Posted Aug 21, 2014 2:50 PM CDT
By Martha Neil
State prosecutors dropped a murder case against Justin “J-Rock” Austin in the 2008 slaying of a Chicago police officer, alleging the defendant and others intimidated witnesses from testifying.
 
However, federal prosecutors are now seeking a life sentence for Austin in an unrelated Chicago drug case in which he has been convicted, contending that the Traveling Vice Lord leader was indeed responsible for the murders of off-duty detective Robert Soto and a female companion, Kathryn Romberg. Because the evidence is being presented at sentencing, rather than in an effort to convict Austin of the crimes, Austin’s guilt needs to be proven only by a preponderance of the evidence rather than the beyond-reasonable-doubt standard that applies to criminal trials, the Chicago Tribune reports.
 
The two victims were sitting in Soto’s parked vehicle outside Romberg’s home on the West Side of the city early one morning when they were shot to death. The feds say Austin shot them in a case of mistaken identity, thinking that Soto was a rival drug dealer who was known by his street name of “Quick.”
 
“It was survival of the fittest, the Wild Wild West. It was kill or be killed,” prosecution witness Jeffery Scott testified during a Thursday hearing. He worked in Austin’s drug operation and is awaiting sentencing after taking a plea in a drug-distribution case.

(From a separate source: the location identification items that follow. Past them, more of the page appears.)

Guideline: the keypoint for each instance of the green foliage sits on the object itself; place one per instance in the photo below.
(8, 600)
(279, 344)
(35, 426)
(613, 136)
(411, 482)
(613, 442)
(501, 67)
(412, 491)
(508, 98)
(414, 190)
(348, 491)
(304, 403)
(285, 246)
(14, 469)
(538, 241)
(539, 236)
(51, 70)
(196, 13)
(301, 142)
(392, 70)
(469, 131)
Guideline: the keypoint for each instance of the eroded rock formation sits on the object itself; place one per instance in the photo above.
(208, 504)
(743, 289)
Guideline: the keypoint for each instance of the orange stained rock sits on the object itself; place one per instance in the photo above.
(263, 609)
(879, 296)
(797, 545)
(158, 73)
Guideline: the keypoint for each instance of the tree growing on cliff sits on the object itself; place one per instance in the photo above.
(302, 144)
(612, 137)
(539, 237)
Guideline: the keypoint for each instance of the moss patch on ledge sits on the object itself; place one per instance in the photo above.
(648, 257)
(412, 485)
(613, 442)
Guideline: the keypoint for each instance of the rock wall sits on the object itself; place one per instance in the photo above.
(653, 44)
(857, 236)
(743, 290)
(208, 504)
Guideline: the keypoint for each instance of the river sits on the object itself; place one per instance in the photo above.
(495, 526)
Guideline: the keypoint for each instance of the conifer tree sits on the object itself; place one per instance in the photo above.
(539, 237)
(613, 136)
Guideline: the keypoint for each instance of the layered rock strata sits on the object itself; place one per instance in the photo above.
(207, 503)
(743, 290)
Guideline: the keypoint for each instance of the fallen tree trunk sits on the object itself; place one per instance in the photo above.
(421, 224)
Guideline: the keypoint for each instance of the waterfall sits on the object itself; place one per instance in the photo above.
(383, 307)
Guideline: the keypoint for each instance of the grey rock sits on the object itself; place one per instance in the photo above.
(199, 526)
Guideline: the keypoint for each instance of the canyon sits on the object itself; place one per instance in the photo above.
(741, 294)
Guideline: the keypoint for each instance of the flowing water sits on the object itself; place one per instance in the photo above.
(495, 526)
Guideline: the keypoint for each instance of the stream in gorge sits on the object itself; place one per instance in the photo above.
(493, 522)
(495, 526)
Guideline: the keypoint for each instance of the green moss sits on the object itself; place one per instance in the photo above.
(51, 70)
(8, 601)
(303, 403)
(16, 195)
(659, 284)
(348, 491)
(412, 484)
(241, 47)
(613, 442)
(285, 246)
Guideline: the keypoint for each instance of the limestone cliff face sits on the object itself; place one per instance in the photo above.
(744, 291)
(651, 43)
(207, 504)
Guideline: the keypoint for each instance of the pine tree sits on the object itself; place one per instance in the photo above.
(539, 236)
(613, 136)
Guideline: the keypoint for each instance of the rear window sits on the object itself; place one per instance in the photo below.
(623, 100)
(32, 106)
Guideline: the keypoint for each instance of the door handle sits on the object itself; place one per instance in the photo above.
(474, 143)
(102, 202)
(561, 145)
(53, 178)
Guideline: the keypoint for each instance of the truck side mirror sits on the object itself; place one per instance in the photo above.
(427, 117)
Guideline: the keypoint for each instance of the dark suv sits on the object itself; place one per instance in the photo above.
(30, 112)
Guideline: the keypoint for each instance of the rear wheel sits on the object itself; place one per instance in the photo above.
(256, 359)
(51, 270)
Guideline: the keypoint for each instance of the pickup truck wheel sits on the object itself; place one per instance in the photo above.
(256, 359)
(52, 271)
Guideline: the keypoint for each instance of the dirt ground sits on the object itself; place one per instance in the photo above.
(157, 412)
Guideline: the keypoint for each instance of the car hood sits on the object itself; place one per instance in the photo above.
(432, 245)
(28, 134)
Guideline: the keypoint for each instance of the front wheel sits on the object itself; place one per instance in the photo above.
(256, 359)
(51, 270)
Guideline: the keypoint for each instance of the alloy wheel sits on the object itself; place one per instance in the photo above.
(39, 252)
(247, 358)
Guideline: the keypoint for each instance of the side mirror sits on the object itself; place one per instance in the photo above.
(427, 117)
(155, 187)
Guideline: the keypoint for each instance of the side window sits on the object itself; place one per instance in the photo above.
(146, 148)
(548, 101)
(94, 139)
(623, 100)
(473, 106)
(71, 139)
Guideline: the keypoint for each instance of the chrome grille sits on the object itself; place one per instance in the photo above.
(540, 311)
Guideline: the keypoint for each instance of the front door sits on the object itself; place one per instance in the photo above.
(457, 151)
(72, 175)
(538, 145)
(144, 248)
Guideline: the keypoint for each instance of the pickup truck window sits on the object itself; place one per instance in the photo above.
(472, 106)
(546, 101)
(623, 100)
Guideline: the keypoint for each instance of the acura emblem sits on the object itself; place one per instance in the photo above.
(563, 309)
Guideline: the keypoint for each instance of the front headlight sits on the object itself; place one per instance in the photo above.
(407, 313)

U.S. District Judge Joan Lefkow was also told that Soto described to responding police officers, as he was dying, what his assailant’s vehicle looked like.
 
Attorney Richard Kling represents Austin. In an opening statement, he said it was police pulling out the stops to make a case in the slaying of a fellow officer who pressured witnesses to point the finger at Austin. Had there been evidence to prove a murder case against his client, Cook County would have pursued it, Kling argued.